And the walls came a tumblin' down!
The last few months I've been listening carefully to pastors from Japan share their reflections post 3/11/11. Their learning is profound because their reflections are deep.
As you know, Japan was hit by a triple disaster on March 11, 2011 with three distinct waves:
- The 9.0 earthquake which did relatively little damage given the size and scope of the quake and following aftershocks.
- The tsunami which brought the most devastation, wiping out over 86 entire communities and destroying homes, businesses, churches and families.
- And finally, the meltdown of the Fukushima nuclear facility.
As many have reflected on the spiritual condition of the country following the disaster, the following themes are surfacing.

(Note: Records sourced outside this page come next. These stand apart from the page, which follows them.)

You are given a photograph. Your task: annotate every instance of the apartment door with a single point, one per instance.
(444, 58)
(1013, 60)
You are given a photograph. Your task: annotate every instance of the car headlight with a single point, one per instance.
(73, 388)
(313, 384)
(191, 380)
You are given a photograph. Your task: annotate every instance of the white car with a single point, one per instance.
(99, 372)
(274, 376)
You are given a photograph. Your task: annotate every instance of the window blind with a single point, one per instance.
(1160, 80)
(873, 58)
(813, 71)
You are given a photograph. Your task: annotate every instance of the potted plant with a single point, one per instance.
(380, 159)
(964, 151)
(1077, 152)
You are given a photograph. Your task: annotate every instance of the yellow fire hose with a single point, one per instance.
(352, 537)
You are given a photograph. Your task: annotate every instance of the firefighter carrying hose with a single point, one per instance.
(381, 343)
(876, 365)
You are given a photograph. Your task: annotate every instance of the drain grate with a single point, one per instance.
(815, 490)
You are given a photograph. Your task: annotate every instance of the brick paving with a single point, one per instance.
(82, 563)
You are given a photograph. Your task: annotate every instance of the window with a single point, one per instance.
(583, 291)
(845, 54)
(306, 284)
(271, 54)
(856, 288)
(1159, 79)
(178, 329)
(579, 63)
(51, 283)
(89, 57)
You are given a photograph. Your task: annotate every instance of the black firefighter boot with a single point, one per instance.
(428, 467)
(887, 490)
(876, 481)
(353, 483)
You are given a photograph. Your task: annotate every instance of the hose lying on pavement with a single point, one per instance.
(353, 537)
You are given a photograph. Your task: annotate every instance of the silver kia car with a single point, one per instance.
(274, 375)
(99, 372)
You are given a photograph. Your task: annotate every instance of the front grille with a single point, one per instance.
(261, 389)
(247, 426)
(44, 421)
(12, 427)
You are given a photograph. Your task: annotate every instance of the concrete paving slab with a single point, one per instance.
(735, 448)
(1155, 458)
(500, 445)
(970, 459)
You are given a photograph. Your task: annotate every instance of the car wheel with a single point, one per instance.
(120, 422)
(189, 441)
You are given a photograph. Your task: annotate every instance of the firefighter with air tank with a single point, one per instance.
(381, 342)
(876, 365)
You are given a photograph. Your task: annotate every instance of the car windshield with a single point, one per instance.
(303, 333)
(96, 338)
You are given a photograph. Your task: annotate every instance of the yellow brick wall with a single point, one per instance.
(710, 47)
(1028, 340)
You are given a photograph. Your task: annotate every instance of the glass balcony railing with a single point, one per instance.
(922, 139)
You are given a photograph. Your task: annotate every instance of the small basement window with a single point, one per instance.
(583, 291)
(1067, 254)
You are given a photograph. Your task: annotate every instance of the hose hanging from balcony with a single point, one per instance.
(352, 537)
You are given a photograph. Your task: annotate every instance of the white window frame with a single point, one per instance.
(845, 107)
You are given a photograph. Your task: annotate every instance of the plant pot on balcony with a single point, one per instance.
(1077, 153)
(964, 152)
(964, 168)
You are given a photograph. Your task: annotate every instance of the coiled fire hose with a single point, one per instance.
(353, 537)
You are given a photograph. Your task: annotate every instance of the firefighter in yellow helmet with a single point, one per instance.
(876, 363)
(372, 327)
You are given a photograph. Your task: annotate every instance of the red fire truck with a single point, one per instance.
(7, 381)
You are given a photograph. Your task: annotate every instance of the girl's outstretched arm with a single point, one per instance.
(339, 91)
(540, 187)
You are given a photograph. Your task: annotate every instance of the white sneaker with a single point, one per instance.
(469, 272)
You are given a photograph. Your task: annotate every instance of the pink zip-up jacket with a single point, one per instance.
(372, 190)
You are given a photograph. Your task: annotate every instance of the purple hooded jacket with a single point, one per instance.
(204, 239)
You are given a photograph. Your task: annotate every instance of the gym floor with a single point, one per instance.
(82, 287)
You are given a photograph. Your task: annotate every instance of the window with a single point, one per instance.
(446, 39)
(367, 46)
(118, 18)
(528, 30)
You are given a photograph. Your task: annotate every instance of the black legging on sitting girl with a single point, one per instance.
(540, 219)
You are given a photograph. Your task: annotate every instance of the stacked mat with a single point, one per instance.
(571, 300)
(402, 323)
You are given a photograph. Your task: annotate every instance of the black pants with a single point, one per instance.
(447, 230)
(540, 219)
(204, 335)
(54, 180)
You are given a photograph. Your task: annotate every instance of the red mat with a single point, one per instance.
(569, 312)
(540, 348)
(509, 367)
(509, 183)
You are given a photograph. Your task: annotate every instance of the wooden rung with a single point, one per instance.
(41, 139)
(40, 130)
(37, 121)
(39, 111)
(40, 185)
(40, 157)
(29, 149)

There are three distinct walls that have fallen:
- The separation between church and community: Churches across Northeastern Japan have been the center of providing shelter, relief, and supplies. Most notable are the voices of children heard in various regions saying:"Grandma, Jesus is coming… Mr. Christ is holding a BBQ… Jesus brought us food… Jesus brought us clothing!" Prior to this disaster the church was a fairly mysterious entity in the region but now it is known as the place where help is coming from.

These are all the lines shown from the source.